Gadsen balked at the shout and fumbled his fork
which fell to the floor. He immediately feigned concern for the carpet and bent
over to clean up the drops of sauce.

"Sit. Down."

"You can't speak to me like that, sir. Your
father-"

"Is dead! You might be some sort of bizarre
king-regent until this company transfers fully to me, and until now I've just
gone along with it, but I have to think of other things. The future of this
company depends on me living up to an agreement with a dead man. Do you
really
want that room full of old, bald, white men to run this company?"

"I just-"

"Sit! Now!" Preston's eyes flared their different
colors like a blue and green nova. "Either you sit and listen, or you're
fired." His voice was ice cold.

"You can't – you wouldn't fire me. You don't know
your way in the world."

"Just like you planned, huh? I can't fire you from
the company, that's true enough. But unless I'm mistaken, my name is the one on
the deed for this house and I can remove whoever it is I want to remove. Don't
think I won't."

Gadsen sat.

"Thank you. All I want you to do is to set up a
meeting, like you've done with Mr. Barton before. That's all. I've thought
about this since last night. I can't concentrate on anything else unless I at
least talk to her. I have to know if there's any chance. I just do. Please,
Gadsen, don't make me force this."

The butler pursed his lips into a wrinkled circle
and then sucked his cheeks into his mouth.

"Fine. But-"

"Thank you. I knew you'd be reasonable. And I'm
sorry I snapped at you. But this is something I have to do. I realized I've
been thinking about her for a lot longer than just the last two days, and it
has me in a very strange state of mind."

"There's so much to do, sir that I don't want you
to sit around and fret over this. Something must be done to get this ridiculous
notion out of your head."

Preston stopped paying attention immediately after
Gadsen said he'd set up the meeting. Thinking about it, he wasn't sure why he
didn't just do it himself, but maybe, he thought, there was something about
what Gadsen said, or maybe it was something he himself said. He hadn't ever had
any control over his life. Not really.

"Good, well, thank you again." He stood up. When
Preston was standing, Gadsen looked very small, almost frail. It was especially
apparent when the young Webb looked down on him, which almost never happened.
The old man's shoulders slumped inward so sharply that he seemed to be
developing something of a hump in his back, but when he stood, he consciously
pushed them backwards and his chest out.

As he looked at the old man who raised him a
prisoner in his own house, sweat beaded up on Preston's temples. He blinked
once, then again, and wanted to take back everything he'd said.

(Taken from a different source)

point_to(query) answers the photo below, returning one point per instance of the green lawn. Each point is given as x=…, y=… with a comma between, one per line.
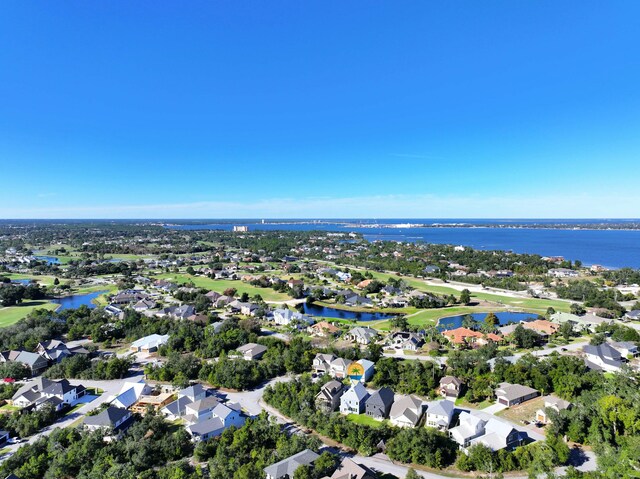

Guilt raged inside him, like it often did when he
lashed out, and he sucked a deep breath into his chest, wishing he had just
kept quiet.

Being quiet is easier, he thought. Just letting
Gadsen do whatever he wanted, that was easier still. With these thoughts
rumbling around his skull, Preston pushed his chair under the table and ran his
hand backward through his hair. He couldn't take his eyes off the old man, no
matter how he wanted to turn around and go outside to his roses.